$F(n,k,p)$ is the sum of $p$'th powers of all integers $\leq n$ with exactly $k$ set bits in their binary representation.
$F(18,3,4) = 7^4 + 11^4 + 13^4 + 14^4 = 84019$ because $7,11,13,14$ are the only integers less than $18$ with exactly 3 set bits, and the sum of their $4$'th powers is $84019$.
Likewise, $F(18,3,0) = 4$
I have found how to count such integers, i.e $F(n,k,0)$.

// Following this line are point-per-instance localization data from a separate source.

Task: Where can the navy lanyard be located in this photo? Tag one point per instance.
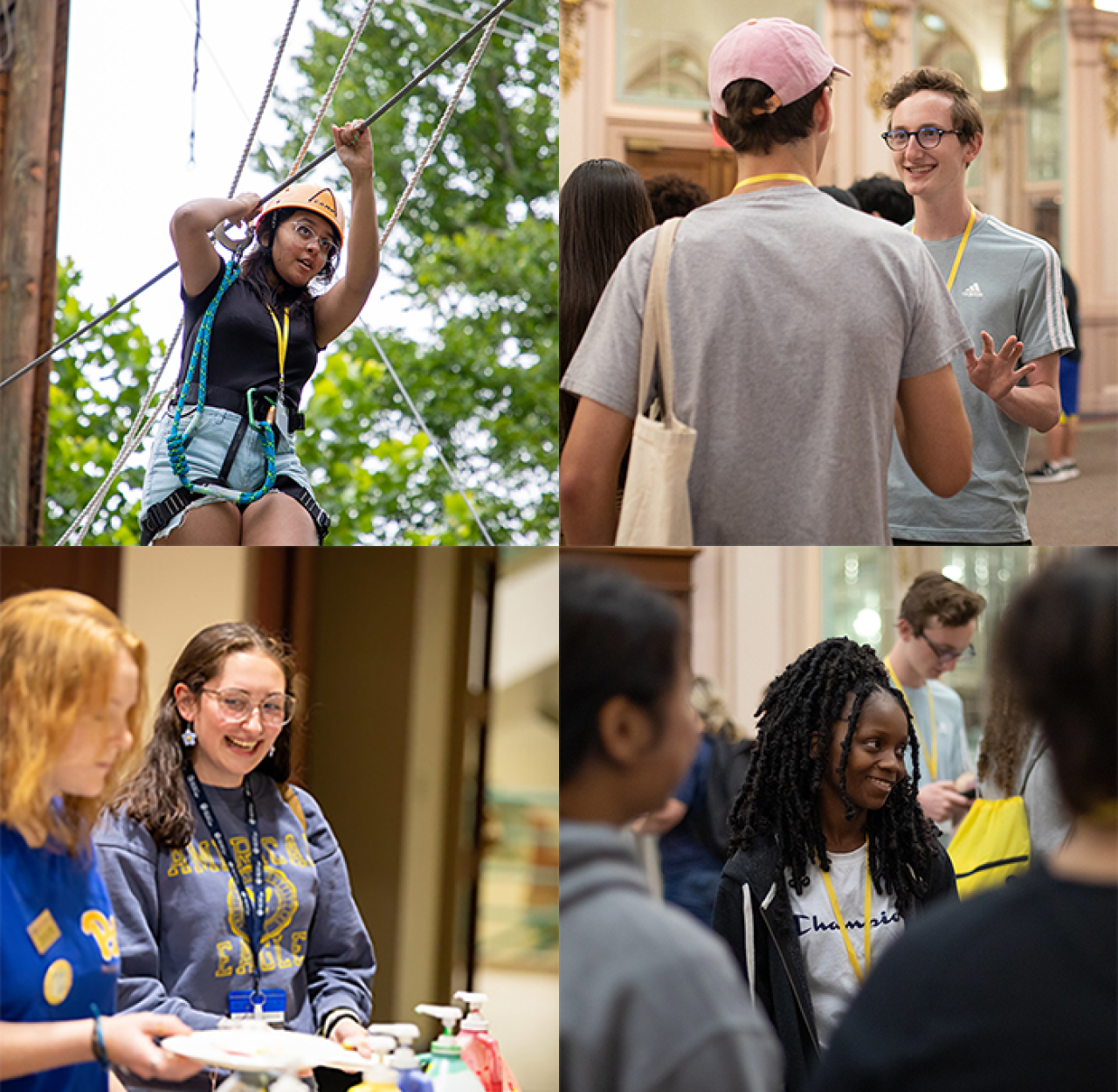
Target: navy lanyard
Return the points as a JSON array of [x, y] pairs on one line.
[[254, 910]]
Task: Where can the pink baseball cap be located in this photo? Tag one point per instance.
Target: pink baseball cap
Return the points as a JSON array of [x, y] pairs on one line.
[[787, 56]]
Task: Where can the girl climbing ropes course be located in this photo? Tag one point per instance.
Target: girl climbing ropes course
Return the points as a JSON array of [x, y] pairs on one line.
[[224, 468]]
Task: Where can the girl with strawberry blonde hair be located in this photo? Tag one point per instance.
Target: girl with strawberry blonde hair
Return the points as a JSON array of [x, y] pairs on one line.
[[72, 705]]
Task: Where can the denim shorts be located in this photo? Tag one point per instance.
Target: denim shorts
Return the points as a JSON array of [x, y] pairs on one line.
[[206, 453]]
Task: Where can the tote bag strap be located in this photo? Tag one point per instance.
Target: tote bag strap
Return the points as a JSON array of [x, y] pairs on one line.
[[657, 332]]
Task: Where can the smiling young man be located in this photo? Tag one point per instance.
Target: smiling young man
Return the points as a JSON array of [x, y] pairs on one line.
[[1007, 288], [791, 315], [936, 624]]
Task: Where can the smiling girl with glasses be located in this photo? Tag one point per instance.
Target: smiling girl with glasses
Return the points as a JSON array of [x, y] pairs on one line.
[[231, 891]]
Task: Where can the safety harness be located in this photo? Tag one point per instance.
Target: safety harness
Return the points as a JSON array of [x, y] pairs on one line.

Let $b = \lfloor log_2n \rfloor$ (position of highest significant bit in $n$) and $F(n,k,0) = F(n,k)$, "&" is the bitwise AND operator, then:
$$F(n,k)=\begin {cases} 0&k\lt0\\ 1&k=0,n\geq0\\0&b \lt k - 1\\{b \choose k} + F(n \space \& \space (2^{b} - 1),k - 1)&otherwise \end {cases}$$
Which is understandable using some logic and combinatorics. Can it be generalized to sum such integers? their squares, cubes etc?

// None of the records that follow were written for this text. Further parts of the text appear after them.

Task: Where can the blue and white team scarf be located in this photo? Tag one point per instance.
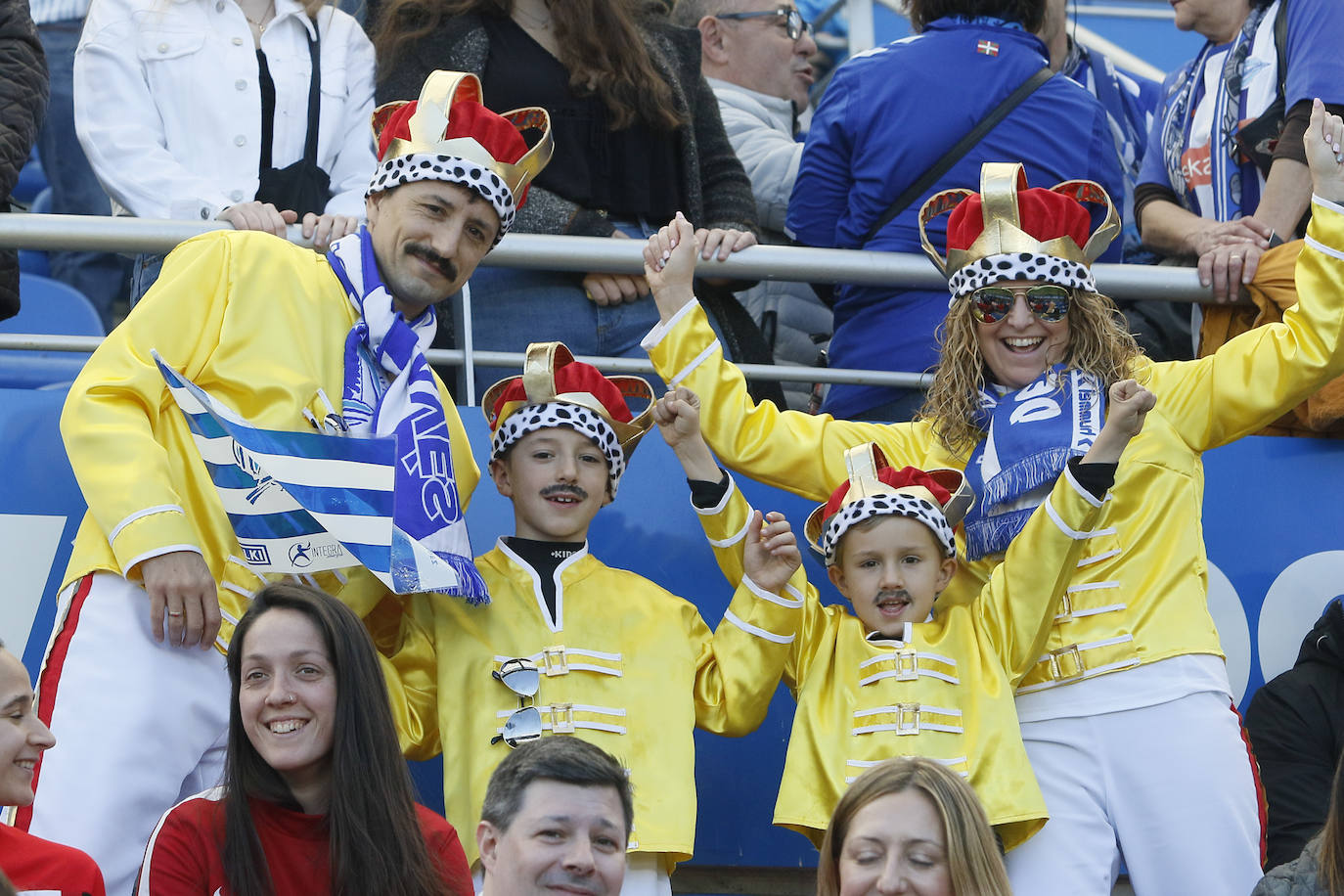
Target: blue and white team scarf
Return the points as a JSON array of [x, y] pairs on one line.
[[1232, 186], [1030, 435], [304, 503]]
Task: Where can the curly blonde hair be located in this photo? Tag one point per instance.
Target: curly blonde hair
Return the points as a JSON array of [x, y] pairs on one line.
[[1098, 342], [973, 861]]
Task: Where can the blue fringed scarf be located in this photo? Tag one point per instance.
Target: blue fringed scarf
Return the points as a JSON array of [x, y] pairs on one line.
[[427, 514], [1030, 435]]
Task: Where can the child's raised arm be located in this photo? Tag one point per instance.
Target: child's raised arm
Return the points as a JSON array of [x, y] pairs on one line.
[[1129, 403], [678, 416]]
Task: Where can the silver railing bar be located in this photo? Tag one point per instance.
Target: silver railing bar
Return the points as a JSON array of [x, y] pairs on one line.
[[514, 360], [545, 251]]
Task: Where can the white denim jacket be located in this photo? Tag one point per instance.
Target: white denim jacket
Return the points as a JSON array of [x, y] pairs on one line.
[[168, 105]]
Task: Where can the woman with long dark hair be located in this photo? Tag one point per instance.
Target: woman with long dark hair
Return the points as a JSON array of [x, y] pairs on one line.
[[316, 795], [637, 139]]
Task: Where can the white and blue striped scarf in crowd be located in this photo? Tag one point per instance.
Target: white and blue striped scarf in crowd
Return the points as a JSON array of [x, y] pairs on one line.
[[427, 510], [1234, 182], [304, 503], [1030, 435]]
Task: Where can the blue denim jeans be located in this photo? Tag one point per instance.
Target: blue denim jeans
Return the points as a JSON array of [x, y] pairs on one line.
[[74, 188], [513, 308]]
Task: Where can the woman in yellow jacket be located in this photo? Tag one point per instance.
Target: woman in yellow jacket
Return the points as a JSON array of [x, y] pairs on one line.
[[902, 675], [1148, 765]]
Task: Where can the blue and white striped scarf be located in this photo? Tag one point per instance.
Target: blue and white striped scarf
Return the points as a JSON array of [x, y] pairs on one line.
[[1030, 435], [383, 345]]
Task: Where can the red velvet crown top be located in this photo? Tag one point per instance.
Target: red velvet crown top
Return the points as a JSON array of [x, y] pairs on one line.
[[574, 377], [901, 478], [1043, 214], [495, 133]]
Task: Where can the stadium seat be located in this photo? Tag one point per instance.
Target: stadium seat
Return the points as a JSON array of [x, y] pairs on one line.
[[32, 180], [53, 308], [34, 261]]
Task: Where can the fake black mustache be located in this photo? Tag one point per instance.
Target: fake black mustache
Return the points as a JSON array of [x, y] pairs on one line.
[[444, 266], [575, 492]]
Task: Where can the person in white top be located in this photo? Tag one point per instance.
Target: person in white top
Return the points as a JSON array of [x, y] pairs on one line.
[[171, 101]]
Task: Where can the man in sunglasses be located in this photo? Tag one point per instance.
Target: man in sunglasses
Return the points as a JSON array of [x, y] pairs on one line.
[[755, 55], [1127, 715], [571, 647]]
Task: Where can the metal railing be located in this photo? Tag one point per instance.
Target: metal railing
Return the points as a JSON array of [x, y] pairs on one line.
[[539, 251], [543, 251]]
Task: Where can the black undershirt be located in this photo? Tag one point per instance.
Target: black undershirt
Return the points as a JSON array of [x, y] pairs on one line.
[[543, 557]]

Please check my arithmetic. This might help, not a full answer.
Special case of $p=1,k=2:$
There is a simple pattern to the positions of the set bits, see for example $$ 11000\\ 10100\\ 10010\\ 10001\\ ~\\ 01100\\ 01010\\ 01001\\ ~\\ 00110\\ 00101\\ ~\\ 00011 $$ and note that the position of the second set bit changes regularly in each group, giving
$$ f(n,2,1)=2^{t-1}+\sum_{k=1}^{t-2} 2^{t-1-k}+\\ \quad \quad \quad +2^{t-2}+\sum_{k=1}^{t-3} 2^{t-2-k}+ \\ \quad \quad \quad \vdots\\ \quad+2^2+2, $$
if $n=2^{t-1}+2^{t-2},$ or $$ f(n,2,1)=2^{t-1}+2^{t-1}-1+\\ \quad \quad \quad +2^{t-2}+2^{t-2}-1+ \\ \quad \quad \vdots\\ \quad +2+(2-1), $$ which becomes $$ f(n,2,1)=(2^t+2^{t-1}+\cdots+2^2)-(t-1)=2^{t+1}-4-(t-1)=2^{t+1}-t-3. $$
Then note that if you consider the position of the second highest set bit in $n$, the above expression can be adjusted by adjusting the first sum, by removing a few rows from the top of the first group.
This takes care of all $n$ for this restricted case.
For $p=1,k>2,$ a generalisation seems possible but I will not proceed further.